Tsiroanomandidy /mg/ is a city (commune urbaine) in central-western Madagascar, approximately 210 kilometres west of the capital Antananarivo.

Tsiroanomandidy is the capital of Bongolava Region and of Tsiroanomandidy District.
Its name means One person only reigns, and comes from the memories of the victory of king Radama I over his rival Ramitraho, King of the Sakalava in 1822.

==Rivers==

Situation map of Tsiroanomandidy

Tsiroanomandidy lies on the Manambolo River.

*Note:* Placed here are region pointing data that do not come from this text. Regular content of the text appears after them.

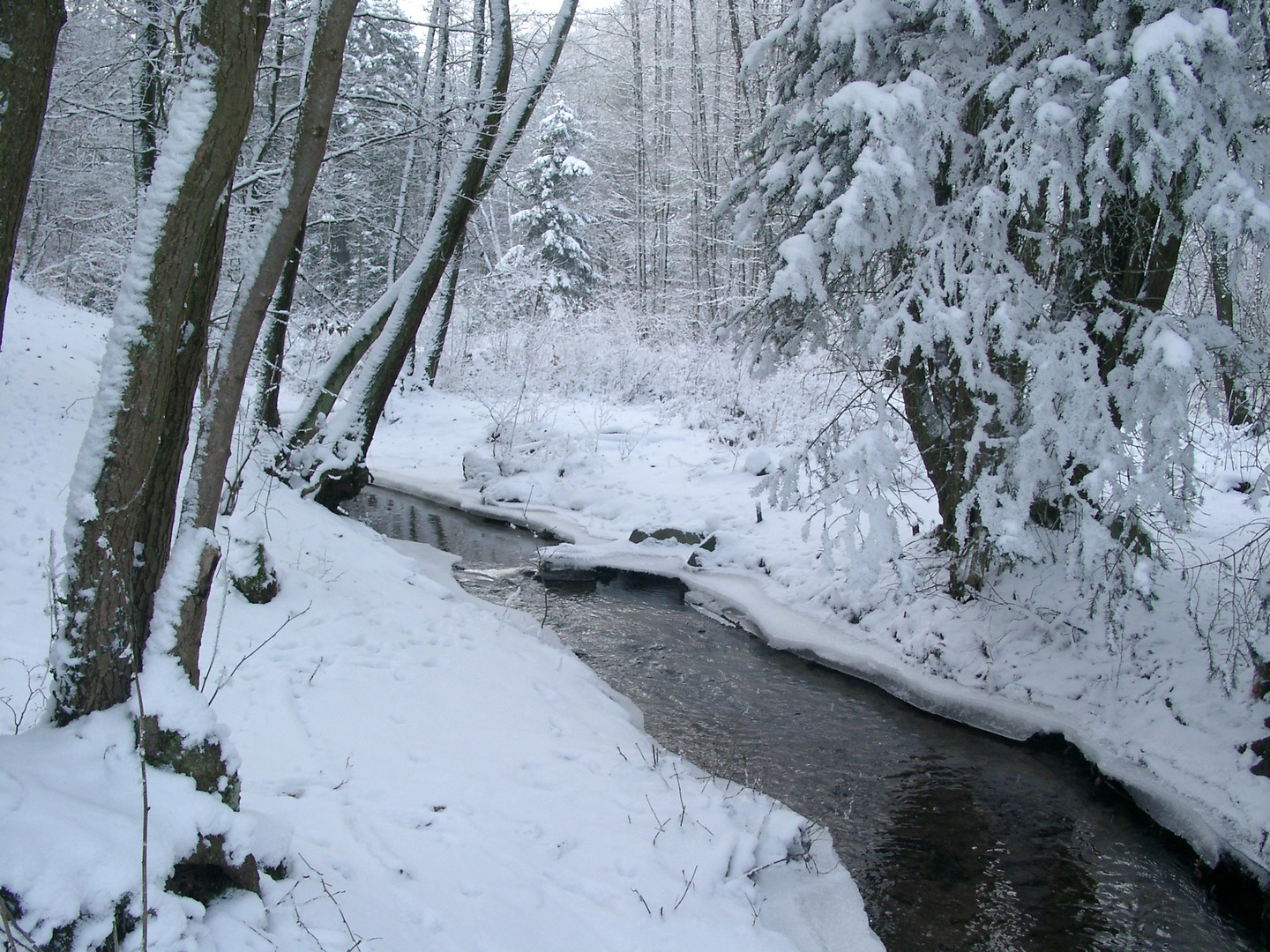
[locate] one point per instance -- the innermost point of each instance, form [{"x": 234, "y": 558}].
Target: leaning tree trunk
[
  {"x": 437, "y": 344},
  {"x": 1237, "y": 407},
  {"x": 365, "y": 333},
  {"x": 123, "y": 493},
  {"x": 274, "y": 344},
  {"x": 28, "y": 41},
  {"x": 228, "y": 374},
  {"x": 334, "y": 469}
]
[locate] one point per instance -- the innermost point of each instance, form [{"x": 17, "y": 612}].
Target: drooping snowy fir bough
[
  {"x": 554, "y": 225},
  {"x": 984, "y": 205}
]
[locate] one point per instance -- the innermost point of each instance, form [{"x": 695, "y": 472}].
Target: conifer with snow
[
  {"x": 989, "y": 202},
  {"x": 554, "y": 225}
]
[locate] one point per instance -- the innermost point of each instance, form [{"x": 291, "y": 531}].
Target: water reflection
[{"x": 958, "y": 841}]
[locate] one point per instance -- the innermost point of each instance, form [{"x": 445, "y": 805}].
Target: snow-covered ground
[
  {"x": 436, "y": 772},
  {"x": 1140, "y": 703}
]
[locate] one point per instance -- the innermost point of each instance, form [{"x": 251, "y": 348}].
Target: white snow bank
[
  {"x": 1025, "y": 660},
  {"x": 437, "y": 772}
]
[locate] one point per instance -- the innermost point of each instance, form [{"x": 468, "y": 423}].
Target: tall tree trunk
[
  {"x": 123, "y": 494},
  {"x": 363, "y": 334},
  {"x": 149, "y": 93},
  {"x": 273, "y": 346},
  {"x": 333, "y": 473},
  {"x": 1237, "y": 409},
  {"x": 228, "y": 372},
  {"x": 447, "y": 309},
  {"x": 28, "y": 41},
  {"x": 641, "y": 277}
]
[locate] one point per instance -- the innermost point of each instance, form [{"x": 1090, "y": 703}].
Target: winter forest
[{"x": 653, "y": 475}]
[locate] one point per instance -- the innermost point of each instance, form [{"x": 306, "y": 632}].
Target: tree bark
[
  {"x": 328, "y": 472},
  {"x": 123, "y": 494},
  {"x": 273, "y": 348},
  {"x": 363, "y": 334},
  {"x": 1237, "y": 407},
  {"x": 149, "y": 94},
  {"x": 438, "y": 339},
  {"x": 28, "y": 42},
  {"x": 228, "y": 372}
]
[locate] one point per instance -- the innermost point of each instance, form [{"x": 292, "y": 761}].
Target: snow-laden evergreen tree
[
  {"x": 987, "y": 201},
  {"x": 554, "y": 224}
]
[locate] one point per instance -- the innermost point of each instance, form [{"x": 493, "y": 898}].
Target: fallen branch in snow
[
  {"x": 684, "y": 895},
  {"x": 243, "y": 660}
]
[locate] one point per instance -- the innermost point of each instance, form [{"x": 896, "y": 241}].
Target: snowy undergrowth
[
  {"x": 430, "y": 770},
  {"x": 1146, "y": 689}
]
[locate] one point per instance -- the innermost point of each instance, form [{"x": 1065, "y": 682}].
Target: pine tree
[
  {"x": 554, "y": 225},
  {"x": 990, "y": 201}
]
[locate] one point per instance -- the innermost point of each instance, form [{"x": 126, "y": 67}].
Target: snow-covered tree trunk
[
  {"x": 273, "y": 346},
  {"x": 347, "y": 435},
  {"x": 276, "y": 240},
  {"x": 123, "y": 493},
  {"x": 28, "y": 40}
]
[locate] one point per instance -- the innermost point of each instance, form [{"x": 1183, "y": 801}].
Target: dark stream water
[{"x": 958, "y": 839}]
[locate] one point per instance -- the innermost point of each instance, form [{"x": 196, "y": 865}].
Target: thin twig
[
  {"x": 230, "y": 677},
  {"x": 686, "y": 888},
  {"x": 145, "y": 819}
]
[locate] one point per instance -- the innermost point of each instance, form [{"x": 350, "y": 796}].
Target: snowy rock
[{"x": 758, "y": 462}]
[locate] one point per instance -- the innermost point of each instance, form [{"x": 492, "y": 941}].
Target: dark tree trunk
[
  {"x": 273, "y": 348},
  {"x": 124, "y": 490},
  {"x": 447, "y": 309},
  {"x": 228, "y": 375},
  {"x": 28, "y": 41},
  {"x": 149, "y": 94},
  {"x": 1237, "y": 407},
  {"x": 366, "y": 331}
]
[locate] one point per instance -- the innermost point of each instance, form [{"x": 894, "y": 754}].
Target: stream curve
[{"x": 957, "y": 839}]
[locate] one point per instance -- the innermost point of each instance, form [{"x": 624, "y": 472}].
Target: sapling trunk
[
  {"x": 28, "y": 41},
  {"x": 228, "y": 372}
]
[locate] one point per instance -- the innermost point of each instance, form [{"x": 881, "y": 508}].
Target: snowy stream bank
[{"x": 436, "y": 773}]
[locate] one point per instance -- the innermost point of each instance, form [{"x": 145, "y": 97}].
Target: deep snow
[
  {"x": 435, "y": 772},
  {"x": 1027, "y": 658}
]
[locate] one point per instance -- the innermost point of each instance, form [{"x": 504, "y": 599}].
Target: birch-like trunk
[
  {"x": 366, "y": 331},
  {"x": 274, "y": 242},
  {"x": 28, "y": 41},
  {"x": 123, "y": 493}
]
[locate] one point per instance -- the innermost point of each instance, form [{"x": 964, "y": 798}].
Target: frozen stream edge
[{"x": 1212, "y": 837}]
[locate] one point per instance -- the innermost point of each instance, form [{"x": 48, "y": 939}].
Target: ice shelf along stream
[{"x": 958, "y": 839}]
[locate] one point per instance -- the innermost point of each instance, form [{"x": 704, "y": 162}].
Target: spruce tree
[{"x": 554, "y": 224}]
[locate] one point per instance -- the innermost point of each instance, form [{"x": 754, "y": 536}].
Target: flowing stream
[{"x": 958, "y": 839}]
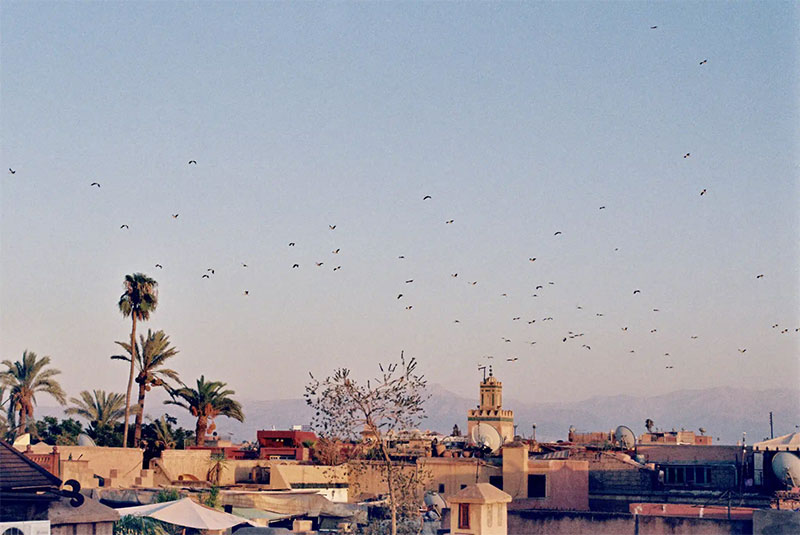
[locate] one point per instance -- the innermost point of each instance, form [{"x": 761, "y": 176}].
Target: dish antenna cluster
[
  {"x": 486, "y": 436},
  {"x": 624, "y": 437}
]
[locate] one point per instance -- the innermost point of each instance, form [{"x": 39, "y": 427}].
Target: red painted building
[{"x": 287, "y": 444}]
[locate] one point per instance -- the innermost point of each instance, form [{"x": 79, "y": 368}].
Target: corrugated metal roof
[{"x": 17, "y": 472}]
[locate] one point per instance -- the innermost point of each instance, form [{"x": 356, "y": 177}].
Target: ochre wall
[
  {"x": 590, "y": 523},
  {"x": 126, "y": 461}
]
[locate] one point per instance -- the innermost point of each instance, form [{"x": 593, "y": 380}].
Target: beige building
[
  {"x": 490, "y": 411},
  {"x": 479, "y": 509}
]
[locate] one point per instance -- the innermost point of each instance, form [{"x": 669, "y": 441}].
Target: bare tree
[{"x": 374, "y": 411}]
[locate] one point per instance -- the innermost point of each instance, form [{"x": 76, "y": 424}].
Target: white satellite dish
[
  {"x": 485, "y": 435},
  {"x": 85, "y": 440},
  {"x": 625, "y": 437},
  {"x": 22, "y": 440}
]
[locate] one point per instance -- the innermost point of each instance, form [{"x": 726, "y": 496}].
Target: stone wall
[{"x": 592, "y": 523}]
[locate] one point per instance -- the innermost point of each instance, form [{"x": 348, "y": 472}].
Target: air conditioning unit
[{"x": 31, "y": 527}]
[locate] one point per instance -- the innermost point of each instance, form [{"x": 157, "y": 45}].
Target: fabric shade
[{"x": 185, "y": 513}]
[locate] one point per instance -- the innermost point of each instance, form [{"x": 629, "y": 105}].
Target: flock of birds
[{"x": 539, "y": 289}]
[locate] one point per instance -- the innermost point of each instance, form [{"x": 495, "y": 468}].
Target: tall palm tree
[
  {"x": 24, "y": 380},
  {"x": 138, "y": 301},
  {"x": 151, "y": 354},
  {"x": 206, "y": 402},
  {"x": 101, "y": 409}
]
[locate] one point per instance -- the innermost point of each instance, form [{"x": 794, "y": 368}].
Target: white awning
[{"x": 185, "y": 513}]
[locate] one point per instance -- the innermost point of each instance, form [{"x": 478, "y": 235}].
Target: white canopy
[
  {"x": 185, "y": 513},
  {"x": 790, "y": 442}
]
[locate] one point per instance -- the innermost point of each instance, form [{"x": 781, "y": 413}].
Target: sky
[{"x": 519, "y": 120}]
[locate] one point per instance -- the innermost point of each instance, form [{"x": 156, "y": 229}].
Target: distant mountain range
[{"x": 725, "y": 412}]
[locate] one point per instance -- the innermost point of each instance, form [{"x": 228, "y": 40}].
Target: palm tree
[
  {"x": 209, "y": 400},
  {"x": 101, "y": 409},
  {"x": 24, "y": 380},
  {"x": 151, "y": 354},
  {"x": 140, "y": 298}
]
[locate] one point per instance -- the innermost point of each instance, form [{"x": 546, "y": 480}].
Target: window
[
  {"x": 537, "y": 486},
  {"x": 463, "y": 516},
  {"x": 689, "y": 476}
]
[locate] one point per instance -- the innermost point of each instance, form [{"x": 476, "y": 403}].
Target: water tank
[
  {"x": 786, "y": 467},
  {"x": 625, "y": 437}
]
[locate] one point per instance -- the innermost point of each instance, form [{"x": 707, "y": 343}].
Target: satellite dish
[
  {"x": 624, "y": 437},
  {"x": 23, "y": 440},
  {"x": 786, "y": 467},
  {"x": 85, "y": 440},
  {"x": 485, "y": 435}
]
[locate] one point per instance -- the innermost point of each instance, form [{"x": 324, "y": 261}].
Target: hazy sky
[{"x": 518, "y": 119}]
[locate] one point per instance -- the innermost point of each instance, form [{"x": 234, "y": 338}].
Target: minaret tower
[{"x": 490, "y": 411}]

==District of Tsiroanomandidy==
There are 18 communes in the district with a total of 215 villages (fokontany).
- Ambalanirana - 16 villages - 450 km2 with a population of 27,805
- Ambararatabe 7 villages - 120 km2 with a population of 11,699
- Ambatolampy 10 villages - 152 km2 with a population of 12,584
- Ankadinondry Sakay 22 villages - 376 km2 with a population of 45,522
- Ankerana Avaratra 7 villages - 800 km2 with a population of 11,833
- Anosy 7 villages -209 km2 with a population of 12,582
- Belobaka 18 villages - 137 km2 with a population of 24,346
- Bemahatazana 12 villages - 1,100 km2 with a population of 36,498
- Bevato 12 villages - 357 km2 with a population of 20,360
- Fierenana 11 villages - 3,336 km2 with a population of 21 625
- Fihaonana 20 villages - 1,777 km2 with a population of 63,007
- Mahasolo 16 villages - 934 km2 with a population of 45,485
- Maroharana 7 villages - 450 km2 with a population of 12,343
- Miandanarivo 11 villages - 400 km2 with a population of 17,438
- Soanierana 6 villages - 248 km2 with a population of 9,285
- Tsinjoarivo 10 villages - 450 km2 with a population of 31,213
- Tsiroanomandidy 16 villages - 52 km2 with a population of 42,989
Tsiroanomandidy is pronounced:
- Ts as in boots
- I as in hit
- Ro as in row
- An as in woman
- O as in show
- Man as in man
- Did as in did
- Y as in funny

== Transports ==
The national road RN 1 and Route nationale 1b connects the city with Antananarivo (218 km).

There is an airport.

==Religion==
- FJKM - Fiangonan'i Jesoa Kristy eto Madagasikara (Church of Jesus Christ in Madagascar)
- Roman Catholic Diocese of Tsiroanomandidy (Cathedral of Our Lady of Good Remedy).
- FIANGONANA BATISTA BIBLIKA (Baptiste church)
- EEM - Eklesia Episkopaly Malagasy (Anglican Church of Madagascar)

==Ethnic groups==
Merina (55%), Betsileo, Antandroy, Antaisaka live in Tsiroanaomandidy.

==Economy==
Tsiroanomandidy has the largest Zebu market in Madagascar. More than 1/3 of the tax revenue of the town come from its trade.